Another contributing factor to prison rape is the fear of reporting. Interviews with prison personnel have shown that prisoners are unwilling to disclose that they, or other prisoners, have been sexually abused owing to their dread of retaliation by the accused or other convicts who disapprove of “snitching” (Rocheleau, 2013; Kubiak et al., 2018). As such, prisoners who disclose any form of sexual harassment may be exposed to greater abuse or worry they may be the object of continuing aggression. Survivors may also decline physical or psychological health treatment as they are not compelled to help with the inquiry (Wooden, 2012). This is true in women’s prisons, where the natural asymmetry of control between convicts and officers is reinforced by the cross-gender disparity of control between males and females.
Correctional personnel, particularly male guards, are liable for practically all facets of a female prisoner’s life and have considerable control over that person. Although sexual violence rates in women’s jails differ vastly, in the harshest institutions, as many as one in four inmates may be abused (Bureau of Justice Statistics, 2018). A particularly dreadful element of sexual assault in jail is that the victim has no option of escaping from the hands of their rapist. They have full exposure to the guard who raped them, no matter where they go. This constant interaction also helps to strengthen the female’s fear of retribution should she choose to disclose the rape to the authorities (Fedock et al., 2016; Kubiak et al., 2017). Revenge is a key source of anxiety for many people in prison. Females in jail have a lot to worry about since their rapist, for example, has virtually full authority over them if he is an officer. These precarious prison environments help to create a culture of silence that ensures that violent crimes such as crime go unreported, which further increases the problem.

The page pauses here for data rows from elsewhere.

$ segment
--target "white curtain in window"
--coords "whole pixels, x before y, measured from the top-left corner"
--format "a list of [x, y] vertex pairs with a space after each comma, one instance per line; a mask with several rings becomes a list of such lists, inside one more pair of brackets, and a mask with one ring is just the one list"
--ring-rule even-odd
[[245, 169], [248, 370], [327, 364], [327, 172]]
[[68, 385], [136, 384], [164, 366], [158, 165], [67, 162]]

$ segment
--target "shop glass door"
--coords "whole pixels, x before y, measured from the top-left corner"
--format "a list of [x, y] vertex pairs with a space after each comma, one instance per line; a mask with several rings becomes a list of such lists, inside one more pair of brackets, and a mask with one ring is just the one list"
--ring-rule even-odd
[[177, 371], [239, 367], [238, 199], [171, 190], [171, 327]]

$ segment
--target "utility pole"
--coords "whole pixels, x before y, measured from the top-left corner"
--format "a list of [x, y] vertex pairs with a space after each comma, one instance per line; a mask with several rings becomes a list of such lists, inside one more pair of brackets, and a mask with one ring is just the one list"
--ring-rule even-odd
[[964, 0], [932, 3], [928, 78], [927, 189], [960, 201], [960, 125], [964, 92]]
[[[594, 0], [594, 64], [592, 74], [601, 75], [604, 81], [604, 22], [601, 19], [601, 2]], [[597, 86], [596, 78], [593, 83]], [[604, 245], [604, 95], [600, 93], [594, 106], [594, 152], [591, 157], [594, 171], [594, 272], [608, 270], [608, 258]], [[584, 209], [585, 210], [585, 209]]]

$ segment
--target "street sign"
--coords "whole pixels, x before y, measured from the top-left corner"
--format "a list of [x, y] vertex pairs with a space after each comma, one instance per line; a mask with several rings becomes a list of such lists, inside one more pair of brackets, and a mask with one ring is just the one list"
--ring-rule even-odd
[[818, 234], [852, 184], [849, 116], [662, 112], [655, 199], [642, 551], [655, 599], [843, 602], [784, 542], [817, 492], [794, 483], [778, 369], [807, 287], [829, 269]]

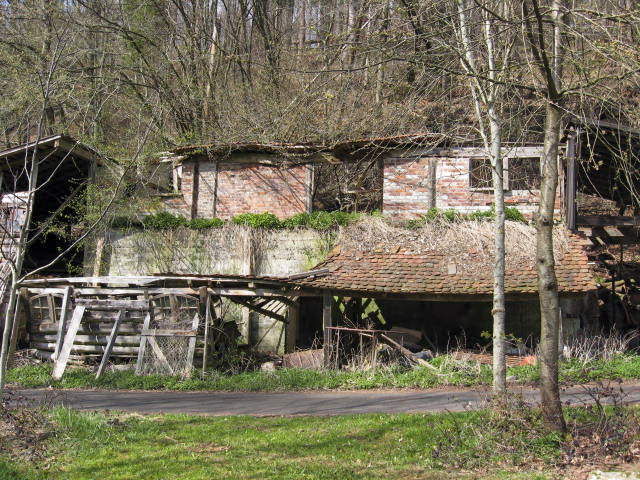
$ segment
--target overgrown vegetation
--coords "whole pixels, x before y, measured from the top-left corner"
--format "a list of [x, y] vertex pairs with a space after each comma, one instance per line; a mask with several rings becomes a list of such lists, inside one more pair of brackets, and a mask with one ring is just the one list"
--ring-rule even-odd
[[[471, 387], [489, 385], [491, 367], [475, 361], [443, 355], [432, 360], [437, 370], [429, 368], [387, 367], [370, 371], [316, 371], [281, 368], [273, 373], [260, 371], [226, 375], [211, 372], [204, 380], [199, 375], [189, 379], [170, 376], [136, 376], [132, 371], [115, 371], [95, 379], [88, 368], [69, 368], [60, 381], [51, 380], [51, 365], [26, 365], [9, 371], [8, 381], [25, 388], [104, 388], [141, 390], [212, 390], [212, 391], [285, 391], [285, 390], [361, 390], [372, 388], [434, 388], [438, 386]], [[540, 378], [538, 366], [512, 367], [507, 375], [521, 383], [535, 383]], [[640, 356], [619, 354], [611, 359], [581, 362], [572, 359], [561, 364], [564, 383], [587, 383], [596, 380], [640, 379]]]
[[[526, 223], [526, 219], [516, 207], [504, 208], [505, 220], [512, 222]], [[495, 205], [491, 205], [489, 210], [476, 210], [468, 214], [460, 213], [453, 208], [442, 210], [437, 207], [430, 208], [425, 216], [422, 217], [423, 223], [434, 220], [446, 220], [448, 222], [463, 222], [468, 220], [493, 220], [496, 216]]]
[[[507, 220], [514, 222], [526, 223], [520, 211], [513, 207], [505, 209]], [[294, 228], [311, 228], [313, 230], [329, 230], [338, 226], [346, 226], [349, 223], [356, 222], [366, 216], [382, 217], [379, 211], [371, 213], [350, 213], [342, 211], [325, 212], [317, 210], [313, 213], [297, 213], [291, 217], [280, 220], [271, 212], [263, 213], [241, 213], [233, 217], [230, 222], [236, 225], [245, 225], [252, 228], [266, 229], [294, 229]], [[454, 209], [441, 210], [439, 208], [430, 209], [425, 216], [419, 220], [409, 220], [408, 228], [417, 228], [427, 222], [447, 221], [479, 221], [492, 220], [495, 217], [493, 207], [489, 210], [477, 210], [469, 214], [457, 212]], [[158, 212], [147, 215], [142, 220], [133, 217], [118, 216], [111, 222], [112, 228], [149, 228], [153, 230], [169, 230], [173, 228], [190, 228], [193, 230], [201, 230], [206, 228], [219, 228], [227, 223], [220, 218], [194, 218], [187, 220], [183, 215], [174, 215], [170, 212]]]
[[[341, 211], [325, 212], [315, 211], [313, 213], [298, 213], [292, 217], [280, 220], [270, 212], [264, 213], [241, 213], [233, 217], [230, 222], [235, 225], [245, 225], [252, 228], [266, 229], [294, 229], [311, 228], [313, 230], [329, 230], [338, 226], [345, 226], [348, 223], [359, 220], [362, 215], [358, 213], [347, 213]], [[377, 212], [371, 215], [379, 216]], [[169, 212], [158, 212], [147, 215], [142, 220], [132, 217], [119, 216], [113, 219], [113, 228], [148, 228], [152, 230], [170, 230], [174, 228], [189, 228], [192, 230], [202, 230], [206, 228], [219, 228], [226, 224], [220, 218], [194, 218], [187, 220], [183, 215], [174, 215]]]
[[518, 399], [460, 413], [293, 418], [56, 408], [46, 419], [47, 457], [22, 462], [3, 451], [0, 478], [542, 480], [571, 477], [573, 465], [637, 460], [638, 416], [620, 406], [568, 408], [565, 441]]

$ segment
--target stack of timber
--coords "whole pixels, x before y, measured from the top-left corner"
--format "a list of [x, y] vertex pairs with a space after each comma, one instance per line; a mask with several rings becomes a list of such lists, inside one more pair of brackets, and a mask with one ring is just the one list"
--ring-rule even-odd
[[[102, 296], [102, 299], [105, 298], [107, 297]], [[91, 300], [91, 298], [77, 296], [68, 304], [67, 323], [76, 305], [81, 304], [87, 307], [75, 336], [71, 359], [101, 358], [118, 315], [117, 310], [92, 308], [92, 303], [97, 302], [91, 302]], [[113, 300], [114, 303], [117, 301]], [[61, 327], [65, 331], [68, 328], [68, 325], [61, 326], [62, 302], [63, 295], [59, 293], [41, 294], [29, 299], [31, 310], [31, 318], [28, 321], [29, 343], [31, 348], [36, 349], [36, 355], [43, 360], [53, 359]], [[112, 358], [132, 359], [137, 357], [145, 313], [143, 308], [124, 311], [124, 317], [111, 353]]]
[[[219, 305], [221, 299], [226, 298], [250, 311], [286, 322], [287, 309], [295, 305], [293, 299], [300, 293], [298, 287], [291, 285], [284, 278], [164, 274], [27, 280], [23, 282], [21, 296], [25, 299], [22, 308], [26, 317], [27, 343], [43, 360], [56, 359], [68, 332], [73, 312], [78, 306], [84, 306], [85, 310], [77, 325], [78, 330], [74, 334], [68, 359], [100, 361], [116, 318], [121, 315], [109, 357], [126, 361], [138, 357], [141, 334], [148, 313], [154, 318], [154, 314], [162, 316], [162, 312], [169, 309], [177, 320], [181, 314], [174, 310], [182, 311], [183, 304], [188, 303], [191, 305], [190, 311], [199, 312], [194, 353], [196, 363], [202, 364], [204, 340], [207, 337], [204, 318], [209, 301], [206, 299], [211, 299]], [[272, 304], [277, 307], [277, 311], [267, 310]], [[225, 341], [221, 338], [225, 335], [220, 335], [224, 330], [225, 320], [218, 316], [218, 313], [211, 317], [220, 325], [211, 325], [216, 332], [209, 335], [208, 348], [217, 351], [213, 344]], [[209, 323], [206, 325], [209, 326]], [[233, 341], [235, 342], [235, 339]]]

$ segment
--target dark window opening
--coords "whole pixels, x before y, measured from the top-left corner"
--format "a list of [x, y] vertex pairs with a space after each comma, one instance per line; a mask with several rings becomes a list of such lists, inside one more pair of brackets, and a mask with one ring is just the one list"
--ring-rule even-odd
[[493, 189], [493, 172], [488, 159], [472, 158], [470, 160], [469, 184], [471, 188]]
[[540, 189], [540, 158], [509, 158], [509, 190]]

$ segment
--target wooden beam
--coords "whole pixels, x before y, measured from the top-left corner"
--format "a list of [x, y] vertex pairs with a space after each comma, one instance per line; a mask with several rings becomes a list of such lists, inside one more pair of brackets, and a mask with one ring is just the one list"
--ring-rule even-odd
[[78, 328], [80, 328], [80, 322], [82, 321], [82, 316], [84, 315], [85, 307], [82, 305], [76, 306], [73, 310], [73, 316], [71, 317], [71, 324], [69, 325], [69, 330], [64, 337], [64, 344], [62, 345], [62, 349], [60, 350], [60, 354], [53, 365], [53, 374], [52, 377], [54, 380], [60, 380], [62, 375], [64, 374], [64, 370], [67, 367], [67, 362], [69, 361], [69, 354], [71, 354], [71, 348], [73, 347], [73, 342], [76, 338], [76, 333], [78, 333]]
[[69, 313], [69, 301], [71, 299], [71, 287], [64, 289], [64, 296], [62, 297], [62, 310], [60, 310], [60, 321], [58, 322], [58, 335], [56, 337], [56, 348], [53, 351], [53, 359], [58, 358], [60, 349], [62, 348], [62, 342], [64, 341], [64, 333], [67, 328], [67, 317]]
[[[209, 323], [211, 323], [211, 300], [209, 299], [209, 291], [204, 288], [204, 300], [206, 303], [204, 312], [204, 351], [202, 352], [202, 379], [207, 370], [207, 360], [209, 353]], [[202, 303], [202, 292], [200, 292], [200, 302]]]
[[198, 216], [198, 190], [200, 190], [200, 163], [193, 162], [191, 178], [191, 220]]
[[295, 302], [287, 309], [287, 331], [285, 338], [285, 353], [295, 351], [298, 341], [298, 323], [300, 321], [300, 303]]
[[578, 187], [578, 175], [576, 172], [576, 138], [580, 135], [578, 132], [569, 135], [567, 142], [567, 180], [566, 180], [566, 216], [567, 228], [569, 230], [576, 229], [576, 190]]
[[256, 307], [251, 302], [244, 300], [243, 298], [240, 298], [240, 297], [228, 297], [228, 298], [232, 302], [237, 303], [239, 305], [243, 305], [247, 307], [249, 310], [259, 313], [260, 315], [264, 315], [266, 317], [273, 318], [274, 320], [279, 320], [281, 322], [287, 323], [287, 319], [283, 315], [272, 312], [271, 310], [267, 310], [265, 308]]
[[640, 216], [579, 215], [576, 224], [585, 227], [640, 227]]
[[122, 323], [123, 318], [124, 310], [120, 310], [118, 312], [118, 316], [116, 317], [116, 321], [113, 323], [111, 335], [109, 335], [109, 340], [107, 341], [107, 347], [104, 350], [102, 361], [100, 362], [100, 366], [98, 367], [98, 371], [96, 372], [96, 380], [100, 378], [100, 375], [102, 375], [102, 372], [104, 372], [104, 369], [107, 366], [107, 362], [109, 361], [109, 356], [111, 355], [111, 351], [113, 350], [113, 345], [115, 344], [116, 337], [118, 336], [118, 330], [120, 329], [120, 324]]
[[[149, 324], [151, 323], [151, 314], [152, 310], [149, 310], [147, 315], [144, 317], [144, 322], [142, 324], [143, 331], [149, 329]], [[136, 361], [136, 375], [142, 375], [142, 365], [146, 345], [147, 337], [145, 335], [140, 335], [140, 346], [138, 347], [138, 359]]]
[[607, 225], [602, 228], [604, 229], [605, 232], [607, 232], [607, 235], [609, 235], [610, 237], [624, 237], [624, 233], [622, 233], [616, 227]]
[[[191, 324], [191, 327], [193, 328], [194, 332], [198, 332], [198, 325], [200, 324], [200, 314], [196, 313], [193, 316], [193, 322]], [[194, 335], [193, 337], [191, 337], [189, 339], [189, 350], [187, 351], [187, 364], [188, 367], [187, 369], [183, 372], [184, 377], [186, 378], [190, 373], [191, 370], [193, 369], [193, 356], [196, 353], [196, 335]]]

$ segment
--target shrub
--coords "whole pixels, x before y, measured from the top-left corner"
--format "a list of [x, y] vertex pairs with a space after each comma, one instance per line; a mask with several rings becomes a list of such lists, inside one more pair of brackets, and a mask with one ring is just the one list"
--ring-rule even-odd
[[273, 213], [241, 213], [231, 219], [237, 225], [252, 228], [282, 228], [282, 222]]
[[285, 228], [307, 227], [309, 226], [310, 215], [308, 213], [297, 213], [293, 217], [282, 221]]
[[167, 230], [169, 228], [186, 227], [187, 219], [182, 215], [172, 215], [169, 212], [159, 212], [154, 215], [146, 216], [142, 223], [147, 228]]
[[511, 220], [512, 222], [526, 223], [524, 216], [516, 207], [506, 207], [504, 209], [504, 216], [507, 220]]
[[315, 230], [328, 230], [338, 225], [345, 226], [358, 217], [357, 213], [316, 211], [309, 216], [309, 226]]

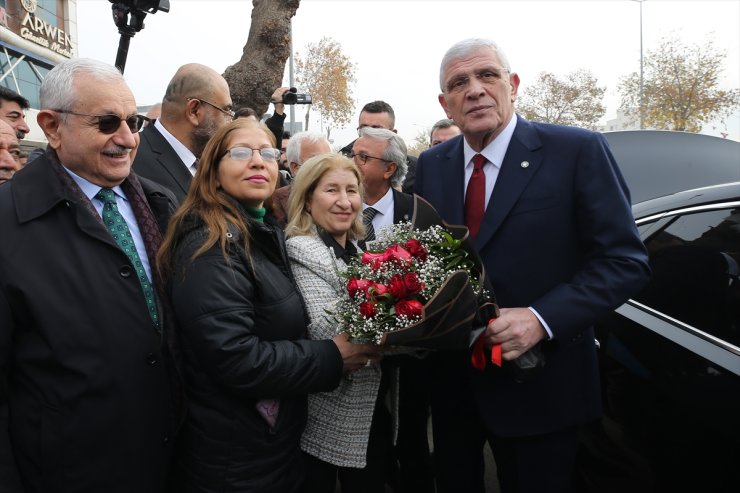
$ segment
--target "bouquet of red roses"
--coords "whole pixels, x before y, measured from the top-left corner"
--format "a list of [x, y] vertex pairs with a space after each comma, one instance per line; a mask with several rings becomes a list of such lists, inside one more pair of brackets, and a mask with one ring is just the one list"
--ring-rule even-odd
[[347, 291], [330, 311], [337, 332], [358, 342], [468, 347], [490, 295], [463, 239], [441, 225], [418, 230], [410, 223], [394, 224], [383, 238], [347, 268]]

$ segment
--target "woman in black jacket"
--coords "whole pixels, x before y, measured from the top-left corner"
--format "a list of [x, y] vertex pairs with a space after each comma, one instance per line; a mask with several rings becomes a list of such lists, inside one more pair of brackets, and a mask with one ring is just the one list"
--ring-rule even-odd
[[305, 339], [284, 238], [264, 209], [278, 176], [274, 147], [260, 123], [219, 129], [160, 250], [188, 393], [179, 493], [295, 491], [306, 394], [332, 390], [374, 352], [344, 335]]

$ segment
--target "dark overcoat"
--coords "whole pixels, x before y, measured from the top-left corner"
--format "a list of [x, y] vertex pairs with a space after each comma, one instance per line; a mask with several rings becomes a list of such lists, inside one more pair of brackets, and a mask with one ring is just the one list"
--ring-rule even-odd
[[[54, 158], [0, 187], [0, 491], [161, 493], [174, 428], [162, 336]], [[141, 185], [166, 224], [174, 197]]]

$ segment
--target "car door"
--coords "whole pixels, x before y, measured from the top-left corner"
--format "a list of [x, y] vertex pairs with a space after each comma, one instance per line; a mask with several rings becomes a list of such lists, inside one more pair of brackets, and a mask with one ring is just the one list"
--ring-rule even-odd
[[597, 327], [604, 419], [583, 491], [737, 491], [740, 200], [638, 220], [649, 284]]

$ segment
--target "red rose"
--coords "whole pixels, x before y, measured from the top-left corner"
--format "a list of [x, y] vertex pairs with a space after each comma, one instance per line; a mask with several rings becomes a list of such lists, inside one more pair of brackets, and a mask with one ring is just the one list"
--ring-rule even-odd
[[351, 277], [349, 281], [347, 281], [347, 292], [349, 293], [350, 297], [354, 298], [358, 291], [367, 293], [367, 288], [369, 288], [371, 284], [372, 282], [368, 281], [367, 279], [357, 279], [356, 277]]
[[424, 305], [417, 300], [401, 300], [395, 304], [396, 315], [405, 315], [407, 317], [418, 317]]
[[370, 264], [370, 267], [372, 267], [373, 270], [377, 270], [380, 268], [381, 265], [383, 265], [385, 262], [388, 261], [388, 255], [386, 254], [386, 252], [383, 252], [383, 253], [365, 252], [362, 254], [360, 261], [363, 264]]
[[391, 277], [391, 280], [388, 281], [388, 291], [397, 299], [405, 298], [409, 295], [404, 278], [398, 274]]
[[403, 284], [406, 286], [408, 294], [419, 294], [424, 289], [424, 283], [419, 279], [416, 272], [407, 272], [403, 275]]
[[406, 250], [409, 251], [412, 257], [418, 258], [422, 262], [424, 262], [429, 255], [429, 252], [427, 252], [427, 249], [424, 248], [424, 245], [422, 245], [419, 240], [409, 240], [404, 246], [406, 247]]
[[360, 315], [363, 317], [370, 318], [375, 315], [376, 311], [375, 303], [371, 303], [369, 301], [363, 301], [360, 303]]
[[376, 300], [383, 295], [388, 294], [388, 286], [377, 282], [371, 283], [371, 286], [367, 288], [367, 299]]
[[385, 250], [388, 260], [399, 266], [411, 264], [411, 254], [401, 245], [393, 244]]

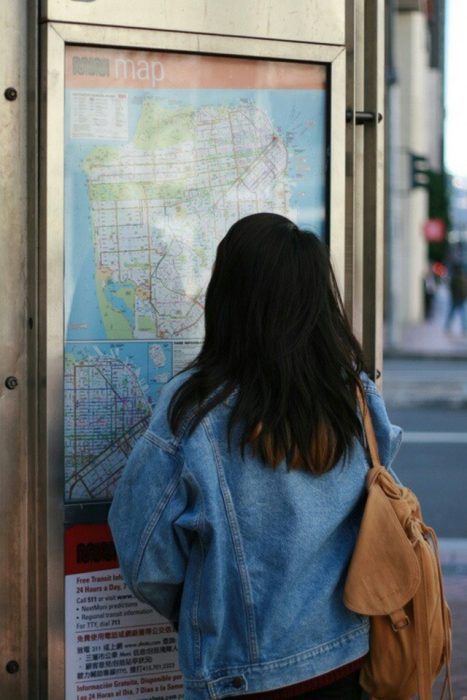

Consequences of Prison Rape
The effects of rape are consistent with other forms of sexual abuse and can be physical or psychological. Firstly, the risk of HIV infection increases significantly for survivors of prison rape (Downer & Trestman, 2016). There is also the increased risk of contracting sexually transmitted infections such as syphilis. Second, rape has profound and long-lasting psychological consequences for the victim. Whether victims of brutal sexual assaults or more mild types of sexual harassment, prisoners exit the criminal justice system in a condition of profound mental trauma. They may develop Acute Stress Disorder (ASD) or Posttraumatic Stress Disorder (PTSD) (Downer & Trestman, 2016). Rape victims have a higher suicide risk than the general population because of these factors.
Conclusion and Recommendation
Ultimately, to prevent rape in prison, correctional facilities must adhere to the guidelines stipulated in the Prison Rape Elimination Act (PREA) of 2003. The Bureau of Justice Statistics (BJS) is required under the Prison Rape Elimination Act of 2003 to provide a complete statistical examination and assessment of the frequency and impacts of prison rape annually (Struckman-Johnson & Struckman-Johnson, 2013). Such data can be used to identify, respond to, and deter sexual abuse in prison. It must be stressed that practically any inmate may be in danger of sexual violence if the conditions are not right for them. Correct categorization and surveillance of susceptible inmates must be part of a rape deterrence strategy.